Goodness of fit samples - Cinema Tickets
What do the samples tell us?
In this activity we will examine a variety of different samples from a couple of different populations to explore the notion of the chi squared goodness of fit test and how it is a measure of how likely a given sample is to come from a given population.
Activity
This is a very simple activity that your teacher will guide you through. The basic premise is that you will be taking lots of samples from a given population to explore how samples can differ and what happens each time when you use a goodness of fit test to establish how likely it is that your sample comes from an expected population. In this particular case study, the idea is that a cinema believes its ticket sales are distributed in a certain way. See the diagram below. You will take samples to see if this is how it worked out.
You will need the cards in this spreadsheet. You may also need the large printable collection table on page 4 of the spreadsheet and/or the digital one on page 1. You may also want to record your results on this worksheet (download as for different formats), either digitally or pen and paper.

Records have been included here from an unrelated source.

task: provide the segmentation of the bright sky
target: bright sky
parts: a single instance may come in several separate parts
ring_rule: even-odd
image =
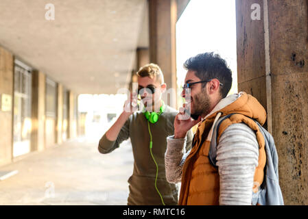
[[[235,1],[191,0],[176,23],[178,83],[186,75],[183,63],[191,56],[213,51],[233,72],[230,93],[237,92]]]

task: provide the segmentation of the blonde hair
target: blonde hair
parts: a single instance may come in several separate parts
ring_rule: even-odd
[[[161,68],[156,64],[147,64],[141,68],[137,72],[137,75],[139,77],[150,77],[152,79],[155,79],[156,81],[164,83],[164,75],[161,71]]]

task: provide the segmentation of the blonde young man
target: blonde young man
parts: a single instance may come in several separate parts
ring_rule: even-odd
[[[122,114],[99,140],[98,150],[101,153],[110,153],[130,138],[134,161],[133,174],[128,179],[128,205],[177,205],[178,189],[166,179],[165,153],[166,138],[174,132],[178,112],[161,99],[167,86],[158,65],[144,66],[137,76],[143,109],[134,112],[135,105],[131,95]],[[188,149],[192,133],[189,131],[187,136]]]

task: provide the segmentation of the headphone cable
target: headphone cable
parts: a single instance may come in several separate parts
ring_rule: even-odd
[[[152,152],[152,134],[151,134],[151,131],[150,131],[150,129],[149,120],[147,120],[147,127],[149,129],[149,133],[150,133],[150,153],[151,153],[152,158],[153,158],[153,160],[154,160],[154,162],[155,163],[155,165],[156,166],[156,176],[155,177],[155,188],[156,189],[157,192],[158,193],[159,196],[161,196],[161,202],[162,202],[163,205],[165,205],[164,200],[163,199],[163,196],[162,196],[161,192],[159,192],[159,190],[157,188],[156,183],[157,183],[157,177],[158,176],[158,165],[157,165],[156,161],[155,160],[155,158],[154,158],[154,157],[153,155],[153,153]]]

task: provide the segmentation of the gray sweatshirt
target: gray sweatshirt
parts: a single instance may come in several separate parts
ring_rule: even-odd
[[[166,138],[174,133],[174,118],[176,110],[167,106],[165,112],[155,124],[150,123],[152,136],[152,153],[158,166],[157,188],[166,205],[177,205],[178,189],[176,185],[167,181],[165,171]],[[192,132],[187,135],[187,148],[190,149]],[[118,148],[125,140],[130,138],[134,155],[134,170],[128,179],[130,194],[128,205],[161,205],[162,202],[155,188],[156,167],[150,150],[150,133],[147,119],[137,112],[131,115],[121,128],[117,140],[110,141],[104,135],[99,140],[98,150],[108,153]]]
[[[165,157],[167,180],[180,182],[182,169],[190,151],[185,153],[186,138],[167,138]],[[251,205],[259,144],[255,133],[244,123],[230,125],[222,134],[217,151],[220,205]]]

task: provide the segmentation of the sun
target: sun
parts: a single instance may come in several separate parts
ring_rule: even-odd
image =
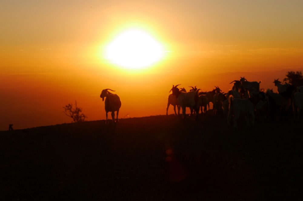
[[[147,33],[138,29],[125,31],[107,46],[105,57],[111,63],[128,69],[151,66],[163,57],[162,45]]]

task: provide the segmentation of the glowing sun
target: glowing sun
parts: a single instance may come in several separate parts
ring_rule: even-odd
[[[118,35],[107,46],[106,58],[112,63],[129,69],[149,66],[163,57],[163,47],[150,35],[132,29]]]

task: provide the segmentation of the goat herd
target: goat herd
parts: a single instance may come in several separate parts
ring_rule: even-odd
[[[182,108],[183,118],[186,116],[186,108],[188,107],[191,115],[195,113],[196,119],[198,120],[200,110],[201,114],[206,114],[210,109],[209,103],[211,102],[214,113],[223,113],[227,118],[229,127],[233,117],[234,127],[237,128],[237,120],[241,114],[244,115],[248,126],[250,125],[250,122],[254,125],[255,114],[265,120],[274,121],[276,114],[279,113],[280,119],[286,119],[287,112],[291,107],[292,107],[295,121],[299,122],[300,111],[303,109],[303,86],[296,88],[288,84],[282,84],[278,79],[275,79],[273,82],[278,88],[278,93],[274,92],[272,89],[260,90],[261,82],[249,82],[244,77],[240,77],[239,80],[230,83],[230,84],[233,84],[232,88],[227,93],[222,92],[218,86],[215,86],[212,90],[206,92],[200,91],[196,86],[190,86],[191,89],[187,92],[184,88],[178,88],[180,85],[173,85],[170,91],[172,93],[168,96],[166,115],[169,105],[171,105],[176,115],[176,106],[178,115],[180,115],[180,109]],[[115,91],[108,89],[104,89],[100,97],[103,101],[106,98],[106,122],[108,122],[108,112],[111,112],[113,122],[115,123],[118,121],[121,101],[118,96],[111,93],[109,90]],[[115,112],[116,111],[115,121]]]

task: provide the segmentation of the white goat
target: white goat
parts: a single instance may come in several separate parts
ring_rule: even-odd
[[[275,83],[275,86],[276,86],[278,88],[278,92],[279,93],[285,92],[287,90],[288,87],[288,85],[287,84],[282,84],[281,83],[281,82],[279,81],[278,78],[277,79],[274,79],[275,81],[273,82],[273,83]]]
[[[299,122],[300,111],[303,109],[303,93],[297,92],[294,95],[294,112],[296,120]]]
[[[286,91],[278,94],[271,93],[268,95],[268,103],[272,120],[274,121],[275,115],[277,110],[281,110],[280,119],[286,119],[288,109],[291,104],[291,97],[295,89],[295,87],[288,85]]]
[[[235,81],[238,81],[238,82],[240,82],[240,81],[238,80],[235,80]],[[233,82],[234,81],[233,81]],[[234,86],[235,84],[236,84],[236,83],[235,83],[234,84]],[[240,86],[239,86],[240,88],[241,87],[241,83],[240,83]],[[227,92],[227,93],[226,95],[226,99],[223,102],[223,103],[222,104],[222,107],[223,108],[223,114],[226,117],[227,116],[228,111],[229,110],[229,103],[228,103],[228,98],[231,96],[232,96],[235,99],[241,98],[240,95],[239,94],[239,92],[236,90],[231,89]]]
[[[253,97],[246,99],[234,99],[232,96],[229,96],[228,102],[229,108],[228,115],[227,124],[230,127],[230,121],[233,115],[234,117],[234,127],[238,127],[237,121],[241,113],[244,114],[245,119],[248,126],[249,126],[249,116],[251,118],[251,124],[255,123],[255,105],[260,100],[264,99],[265,95],[263,92],[259,92]]]
[[[248,91],[250,94],[251,94],[252,91],[256,91],[257,92],[260,91],[261,81],[259,81],[259,82],[256,81],[249,82],[244,77],[240,77],[240,82],[242,84],[243,88]],[[254,94],[256,94],[256,93],[254,93]]]
[[[241,89],[241,87],[242,87],[241,84],[241,82],[239,80],[234,80],[231,83],[230,83],[230,84],[231,84],[233,82],[234,82],[233,85],[232,86],[232,90],[235,90],[236,91],[239,92],[239,90]]]
[[[225,96],[226,94],[226,93],[217,92],[214,96],[213,110],[215,114],[217,114],[218,113],[222,112],[223,102],[227,99],[226,96]]]
[[[178,100],[178,102],[182,109],[182,114],[183,118],[185,118],[186,113],[186,107],[189,107],[191,110],[191,114],[192,114],[193,109],[196,112],[196,119],[198,120],[199,114],[199,107],[198,106],[198,92],[190,91],[188,92],[182,92],[180,91],[177,87],[180,85],[178,84],[173,86],[171,89],[172,94],[176,96]]]
[[[115,123],[115,112],[117,111],[116,121],[118,122],[118,115],[119,115],[119,111],[121,107],[121,101],[120,98],[117,94],[112,93],[108,90],[112,91],[115,91],[109,89],[106,89],[102,90],[100,95],[100,98],[102,99],[102,101],[104,101],[105,107],[105,112],[106,114],[106,120],[105,123],[107,123],[107,113],[108,112],[112,112],[112,118],[113,122]]]
[[[173,88],[174,87],[174,85],[172,86],[172,87]],[[170,92],[171,91],[171,89],[169,92]],[[180,91],[186,92],[186,90],[185,88],[183,88],[181,89]],[[176,106],[177,106],[178,109],[178,115],[179,115],[180,114],[180,105],[178,102],[178,100],[177,99],[177,98],[173,95],[172,93],[169,94],[168,96],[168,100],[167,101],[167,106],[166,107],[166,115],[168,115],[168,108],[169,107],[169,105],[171,105],[174,107],[174,111],[175,112],[175,114],[176,116],[177,116],[177,112],[176,112]]]
[[[214,96],[216,94],[216,93],[220,93],[221,90],[220,89],[218,86],[215,86],[215,89],[212,90],[212,91],[207,92],[201,92],[199,93],[199,95],[206,95],[208,99],[208,103],[207,105],[208,106],[208,110],[209,110],[209,103],[211,102],[213,104],[212,108],[214,109]]]
[[[207,104],[208,104],[208,99],[206,95],[200,95],[199,96],[198,101],[198,106],[201,107],[201,114],[203,113],[202,107],[204,107],[204,113],[206,114],[207,111]]]
[[[226,93],[226,97],[228,98],[229,96],[232,96],[235,99],[240,98],[240,95],[236,90],[229,90]]]

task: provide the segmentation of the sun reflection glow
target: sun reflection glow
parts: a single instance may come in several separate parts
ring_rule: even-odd
[[[112,63],[129,69],[150,66],[163,56],[162,46],[144,31],[128,30],[107,46],[105,57]]]

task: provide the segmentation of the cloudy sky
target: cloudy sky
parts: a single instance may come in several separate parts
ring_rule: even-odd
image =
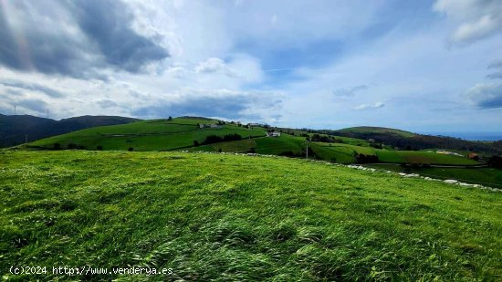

Step 1 - Print and cut out the cards for population 1 and place them in a bowl from which a sample can easily be taken.
Step 2 - Take a sample
Step 3 - Count the number of each day there is in the sample
Step 4 - Carry out a goodness of fit test the see how likely it is that the sample came from the expected population
Step 5 - Repeat for another 3 or 4 samples
Step 6 - Repeat all the above for Population 2
A ToK moment - This particular topic is a total goldmine for ToK and something I hope students can write about in their essays or exhibitions. Very specifically we are talking about trying to make valuable conclusions about entire populations from a sample. The methodology is hypothesis testing which is a neat combination of a rigorous mathematical technique often used in the human and natural sciences, leading to inductive reasoning. It is a great journey to discuss. Probabilities can be accurately calculated for very complex situations. You only need to look closely at the chi squared distribution to see that. The path from these calculations towards truth and certainty is much cloudier of course and we have to make some important decisions about the reliability of any conclusions we make form hypothesis testing. There is also the possibility to have an explicit focus on sampling and the reliability and significance of different methods. We could also zero in on the current debate about the binary nature of significance levels where two results that are super close might be either side of a arbitrary boundary that means we can draw different conclusions form them. It is all really rich material.
A global view
Teacher Notes
This is a pretty simple and self explanatory activity. There is a bit of set up time in term sof printing and cutting out the samples. I argue that I think this iis worth it. I know we can get technology to generate random samples for us, but I think there is no substitute for a very tangible and concrete experience here where students see both a population and a sample. For what its worth, I printed these, laminated them and cut them out in about 30 minutes. Now, my colleagues and I can use them year on year. I think its worth it!
Step 1 - Prepare the populations and put them in a bowl or something from which a sample can easily be taken.
Step 2 - Take a sample from population 1 - this could be done in a variety of ways, depending on how much you want to focus on sampling techniques here. You might have done this on a separate occasion and therefore choose to focus straight in on the samples themselves. You might take more time and explore sampling techniques. The quickest might be to have your students in groups of two or three, mix up the cards in a bowl and then deal out a handful to each group for counting.
Step 3 - Collect the information from the sample. In the fist instance I like a large scale table and everyone puts their cards in the right cell and then we tally. I think this is another good concrete experience that helps to reinforce that the notion of observed frequencies. Alternatively, or eventually, we can do some counting between us as a class and summarise on paper tables or using provided spreadsheet.
Step 4 - Complete a goodness of fit text on the data either using the spreadsheet or GDCs
Step 5 - Repeat 2 or 3 more times. The idea is to see first hand that samples will be different each other. This is the nature of sampling. In each case though, we use the test to examine the probability that this sample came from a population that was distributed as expected.
Population 1 is distributed as expected
Population 2 - is slightly different
Step 6 - Now repeat with the second population - you should get some different results!
.....